National Commission on Social Security Reform. 1983. Report of the National Commission on Social Security Reform. https://www.socialsecurity.gov/history/reports/gspan.html.

Pattison, David. 1994. "Taxation of Social Security Benefits Nether the New Income Tax Provisions: Distributional Estimates for 1994." Social Security Bulletin 57(2): 44–50. https://www.socialsecurity.gov/policy/docs/ssb/v57n2/v57n2p44.pdf.

Pattison, David, and David E. Harrington. 1993. "Proposals to Change the Taxation of Social Security Benefits: Options and Distributional Effects." Social Security Message 56(ii): 3–21. https://www.socialsecurity.gov/policy/docs/ssb/v56n2/v56n2p3.pdf.

Senate Finance Committee. See U.S. Congress, Senate Commission on Finance.

Shakin, Joshua, and Kurt Seibert. 2015. "The Taxation of Social Security Benefits." Washington, DC: Congressional Budget Role. https://www.cbo.gov/publication/49948.

Smith, Karen Due east., and Melissa One thousand.
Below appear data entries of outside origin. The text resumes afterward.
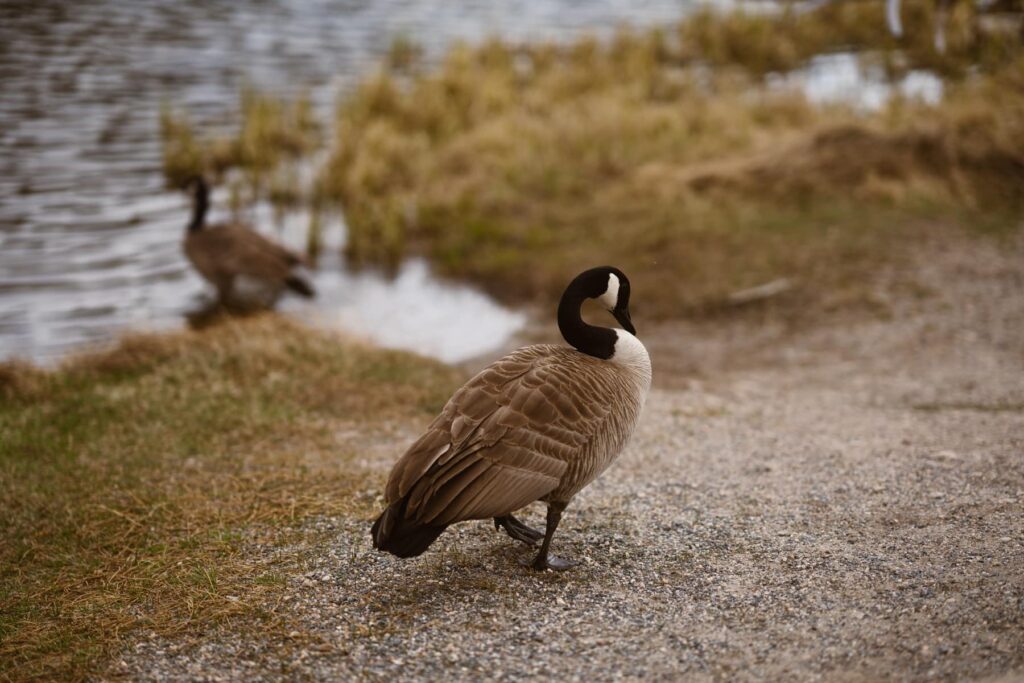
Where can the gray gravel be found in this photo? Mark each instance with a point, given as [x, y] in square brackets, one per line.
[842, 504]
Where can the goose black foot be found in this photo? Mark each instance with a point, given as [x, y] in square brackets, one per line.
[517, 529]
[549, 562]
[544, 560]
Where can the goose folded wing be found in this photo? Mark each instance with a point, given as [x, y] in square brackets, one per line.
[503, 441]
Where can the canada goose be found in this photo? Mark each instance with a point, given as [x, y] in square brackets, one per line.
[247, 268]
[540, 424]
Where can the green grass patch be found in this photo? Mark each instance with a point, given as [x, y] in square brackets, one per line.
[132, 480]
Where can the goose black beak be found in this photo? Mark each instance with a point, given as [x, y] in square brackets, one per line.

Favreault. 2013. "A Primer on Modeling Income in the Near Term, Version 7 (MINT7)." Washington, DC: Urban Institute. http://www.urban.org/sites/default/files/alfresco/publication-pdfs/413131%20-%20A-Primer-on-Modeling-Income-in-the-Near-Term-Version-MINT-.pdf.

[SSA] Social Security Assistants. 2015a. "If Yous Are Cocky-Employed." SSA Publication No.05-10022. https://www.socialsecurity.gov/pubs/EN-05-10022.pdf.

———. 2015b. "Monthly Statistical Snapshot." https://www.socialsecurity.gov/policy/docs/quickfacts/stat_snapshot/.

———. n.d. "Social Security History: Treasury Rulings on Taxation of Benefits." https://www.socialsecurity.gov/history/it3447.html.

U.South. Congress, House Commission on Ways and Means. 2004. Background Material and Data on the Programs within the Jurisdiction of the Committee on Ways and Means. Commission Print No.108-half dozen. Washington, DC: Regime Printing Office.

U.Due south. Congress, Senate Committee on Finance. 1993. Taxation of Social Security Benefits. Senate Hearing No.103-316. Washington, DC: Authorities Printing Office.